Here, near us in BC, there are three main mountain ranges: the Coastal Mountains, the Skeena Mountains and the Rockies. By far the most expansive, holding the Continental Divide and attracting millions of visitors a year, are the Rocky Mountains, and this is how they were formed.
To understand how mountains arose in the first place we need to understand basic plate tectonics. This is the well-established theory that the earth is made up of a series of plates covering the surface of the earth, each moving relatively and independently of the others. At one time in history, all these plates were joined as one large land mass known as Pangea. Over time this huge continent broke up into smaller plates, and as these plates began to drift they inevitably began colliding into each other – with mountainous consequences.

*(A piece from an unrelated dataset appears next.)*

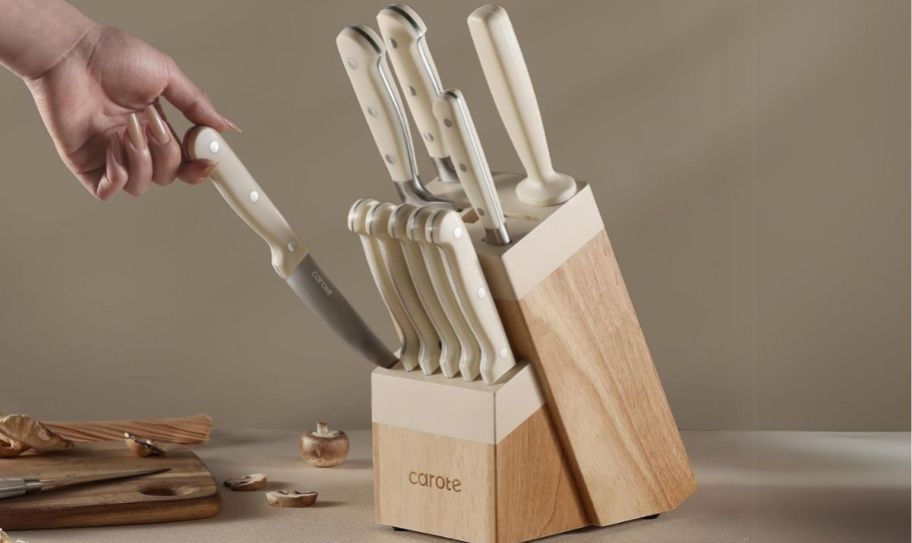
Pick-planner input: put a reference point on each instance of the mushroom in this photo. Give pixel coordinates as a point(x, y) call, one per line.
point(324, 448)
point(254, 481)
point(291, 498)
point(141, 446)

‘Orogenies’ is the name given to separate periods of mountain building. In this area of Canada two separate ‘orogenies’ are responsible for the formation of the mountains we see today.
Initially, there was a North American Plate moving in a westerly direction, and a Pacific Plate moving northwards. From the movement of the Pacific Plate, two landmasses, known as terranes, were formed, literally by the ‘bulldozing’ of the chain of islands that stood in the way.
When the northern moving Pacific Plate collided with the North American Plate, the crust on which it had been moving was forced into the Earth’s surface. In between the two plates, the first of the two terranes were sandwiched. Being too buoyant enough to be pushed under like the crust, it ended up becoming part of the edge of the continent. This is the first ‘orogeny’ and the resultant forces compressing the already existent landmasses formed the Columbia Mountains (including the Caribous, Selkirks, Purcells and the Monashees).
From these collisions a huge shock wave was born. This in turn disrupted the huge masses of rock in its path, which cracked and slide up over neighboring rocks. This process, known as thrust faulting, was partially to thank for the formation of the Rockies.
A while later (actually around 85 million years ago) the second of the two terranes collided. This set about a whole new set of shock waves that provided the energy needed to form the foothills and front ranges of the Rockies. Dying out as they reached Calgary, the forces left the prairies undisturbed.